When packages bearing the Nutrition Keys system hit shelves later this year, it may prove efficacious in showing consumers how much saturated fat, how much sodium, how many calories exist in a food product. However, this information will now be bookended by a list of up to eight completely unregulated “positives”: fiber, potassium, omega-3s and vitamins. Conceivably, an “unhealthy” product could be loaded up with vitamins and nutrients and passed off as a “healthy” choice.

In a statement to the press, the Center for Science in the Public Interest, a Washington, D.C. nonprofit consumer advocacy group that specializes in nutrition and health, referred to the Nutrition Keys system as a “scheme consisting of confusing icons that will be largely ignored by consumers.”

“It’s unfortunate the industry wouldn’t adopt a more effective system or simply wait until the Food and Drug Administration developed a system that would be as useful to consumers,” said CSPI Executive Director Michael Jacobson. “The whole point of front-label nutrition information or symbols should be to convey quickly and simply how healthful a food is … (the) Nutrition Keys system appears to be designed to distract consumers’ attention from, not highlight, the high content of sodium, added sugars, or saturated fat in all too many processed foods.”

FDA spokesperson Siobhan Delancy said the FDA remains “fairly neutral on the Nutrition Keys system,” but said the FDA has voiced concerns regarding the labels’ addition of a “positive” nutrients emphasis.

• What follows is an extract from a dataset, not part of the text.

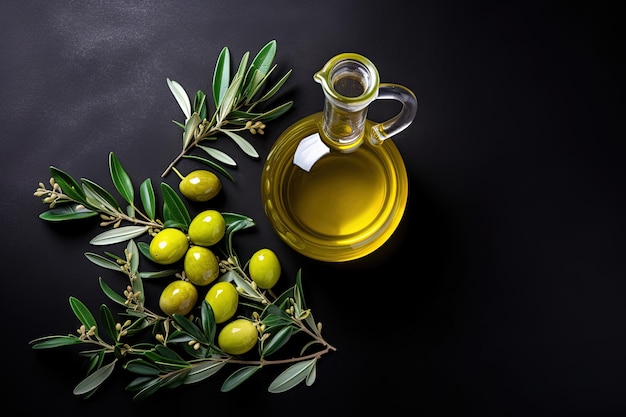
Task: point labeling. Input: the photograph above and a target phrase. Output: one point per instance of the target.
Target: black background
(502, 293)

“We have similar concerns that there would be a risk of label clutter,” she said. “We’re a science-based regulatory agency. Therefore, our goal is to have a front-of-pack label that is evidence-based, and our ultimate goal is for consumers to have a tool that is useful to them.”

Label when convenient
Today, it seems there’s a label for everything. We can currently find out if our food has aspartame, trans-fats, MSG. We know when something is “low-fat,” “high in fiber” or “cholesterol free.” And under President Obama’s healthcare reforms, Section 4205 will now require restaurants and retail food establishments to post calorie content information on their menus. In 2011, expect to see labels everywhere.

If studies are any indication, we like labels. A 2008 national FDA survey found that more than half of all Americans now look at labels when they buy a food product, an increase of 10% since 2001.

The questions remain: If nutrition labels are going to be used to laud a product’s positive features, how are they any different from an advertisement? How can consumers rely on them to have any accuracy?

And when do they go too far? In February, the National Consumers League filed a formal complain with the Federal Trade Commission regarding labeling claims made by beverage Vitamin Water. The consumer group alleges the sports drink uses deceptive statement in its marketing and packaging tactics with claims like “vitamins plus water, all you need,” and “flu shots are so last year.”

It should also be noted that much of the information to be printed on the Nutrition Keys label will essentially be the same as what already appears on today’s involuntary Nutrition Facts labels, minus particularly useful information like the Daily Values percentages. At the end of the day, it remains to be seen whether the guides will offer anything new aside from marketing messages disguised as nutritional symbols.

According to Delancy, the implementation of an FDA mandated, front-of-package labeling system that would supercede the Nutrition Keys system is still “absolutely a possibility.” However, the agency has not yet gathered evidence showing anything other than a voluntary labeling system would be beneficial. A second front-of-package IOM study is due later this fall.

“Our goal has always been to allow the labeling system to be voluntary. When you do regulation it’s a much longer and involved process,” she said. “We’ll look to see how things unfold. We hope that if our recommendations are different this fall, the industry would adapt.”